Das EU-Grenzregime

Oft werden Grenzen als einfache territoriale Trennungslinien verstanden. Jedoch sind Grenzen mehr als nur eine materielle oder geografische Linie. Vielmehr sollten Grenzen als Praktiken und Prozesse verstanden werden, die aus Infrastrukturen, Technologien, (Visa)prozessen, Gesetzen, Institutionen und Diskursen definiert werden. Innerhalb unseres Tutoriums haben wir uns auf dem Begriff des „Assemblage“ (dt. Zusammenstellung) in Bezug auf Grenzen bezogen „There is a whole apparatus connected with the geopolitical border – not just a police and military system, but cartographic, diplomatic, legal, geological, and geographical knowledges and practices“ (Walters, 2002, S. 563).

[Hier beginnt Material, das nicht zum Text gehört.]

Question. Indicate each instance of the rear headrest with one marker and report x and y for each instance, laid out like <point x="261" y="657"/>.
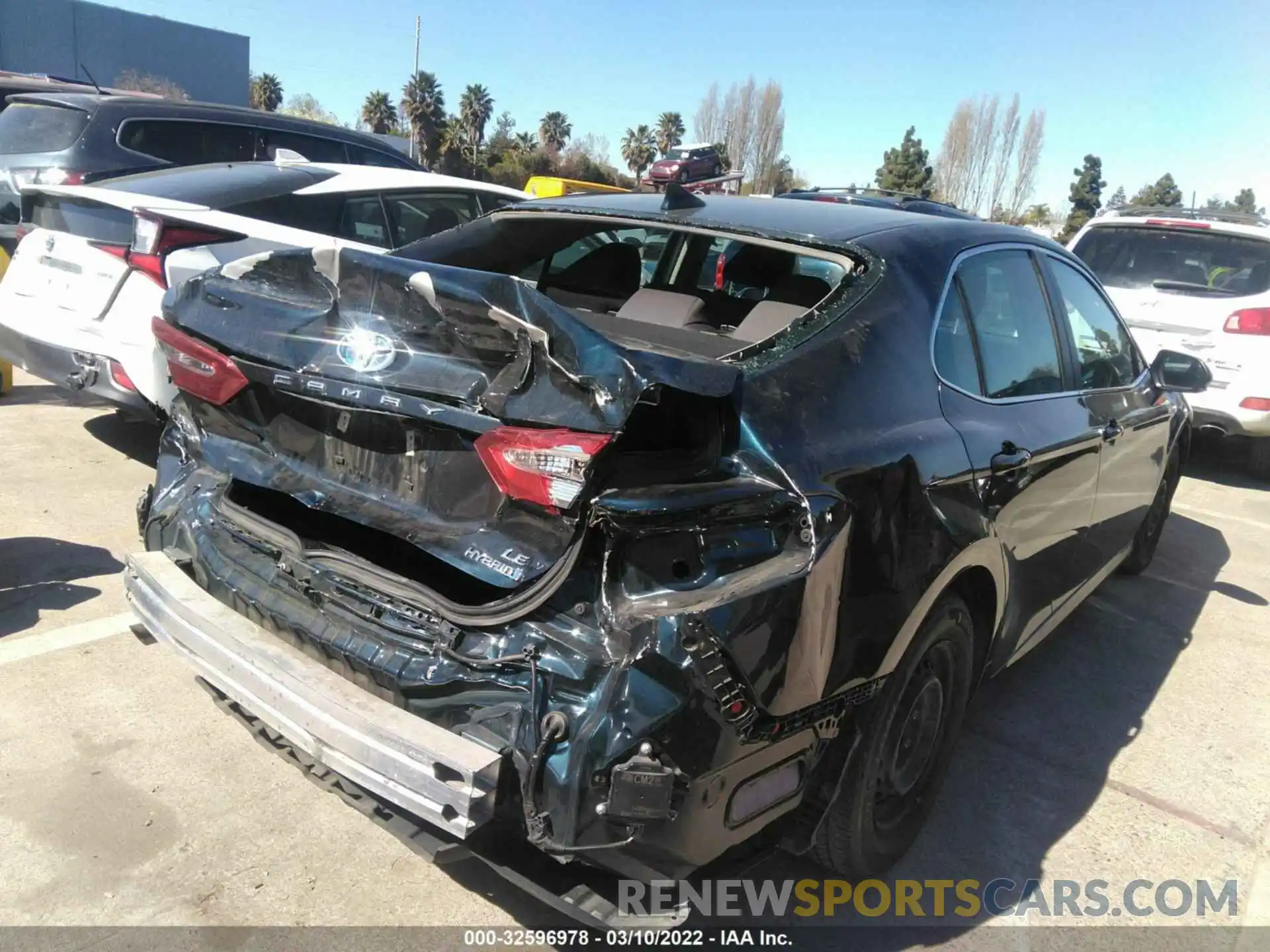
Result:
<point x="765" y="319"/>
<point x="662" y="307"/>
<point x="804" y="290"/>
<point x="441" y="220"/>
<point x="610" y="270"/>
<point x="760" y="267"/>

Der Regimebegriff umfasst diese unterschiedlichen Praktiken und wird definiert als »Ensemble von gesellschaftlichen Praktiken und Strukturen – Diskurse, Subjekte, staatliche Praktiken« (Karakayalı, Tsianos, 2007). Ein Migrationsregime ist geprägt durch institutionelle Arrangements und staatliche Migrationspolitiken, wird gleichzeitig aber auch gestaltet und immer wieder herausgefordert durch die sozialen Praktiken einer Vielzahl von Akteur:innen, wie der Agentur FRONTEX (Europäische Grenz- und Küstenwache), Institutionen des europäischen Rechts (wie das Gemeinsame Europäische Asylsystem) und Standardisierungs- und Harmonisierungsprozessen innerhalb der EU. Hess und Sembdner (2021) identifizieren vier zentrale Paradigmen für das EU-Migrations und Grenzregime:

  1. die Externalisierung (siehe Glossar): unter Externalisierung versteht man das „outsourcing“ und „offshoring“ von Grenzkontrolle. Dieses Paradigma beschreibt, dass Migration bereits außerhalb eigentlicher  Grenzen versucht wird zu beeinflussen und zu kontrollieren.
  2. die robuste Grenze: unter robuste Grenze wird die Kontrolle und Militarisierung von Grenzräumen verstanden. Dies umfasst auch den vermehrten Einsatz von Technologien, Digitalisierung und Biometrisierung der smarten Außengrenze.
  3. das interne Regime: das interne Regime beschreibt Prozesse der Europäisierung, die Institution des Asyls durchdrungen hat (wie das Gemeinsame Europäische Asylsystem)
  4. die Humanitarisierung der Grenzen: unter dem Paradigma der Humanitarisierung versteht man, dass Migrationskontrolle unter dem Deckmantel von Diskurse und Praktiken humanitärer Interventionen passieren

Diese vier Paradigmen können als zentrale Säulen des EU-Grenz- und Migrationsregimes verstanden werden, mit dem Ziel der Kontrolle der Außengrenzen, der Abschottung und der Ausgrenzung politisch unerwünschter Migration. Die Paradigmen stehen nicht für sich allein und können sich überschneiden und prägen. Alle Paradigmen werden an der EU-Außengrenze zu Serbien sichtbar und haben daher für die Analyse unseres Forschungstutoriums eine zentrale Rolle gespielt.

Literatur

Hess, S., & Schmidt-Sembdner, M. (2021). Grenze als Konfliktzone – Perspektiven der Grenzregimeforschung. In D. Gerst, M. Klessmann, & H. Krämer (Hrsg.), Grenzforschung. Handbuch für Wissenschaft und Studium. (S. 190–205). Nomos Verlagsgesellschaft mbH & Co. KG. https://www.nomos-elibrary.de/10.5771/9783845295305-190/grenze-als-konfliktzone-perspektiven-der-grenzregimeforschung?page=1

Karakayali, S. and Tsianos, V. (2007). ‘Movements that Matter. Eine Einleitung’. In: Transit Migration Forschungsgruppe (ed.) Turbulente Ränder: Neue Perspektiven auf Migration an den Grenzen Europas. Bielefeld: Transcript., 7–17.

Walters, W. (2011). ‘Foucault and Frontiers: Notes on the Birth of the Humanitarian Border’. In: Bröckling, U., Krasmann, S., Lemke, T. (2011). Governmentality Current Issues and Future Challenges.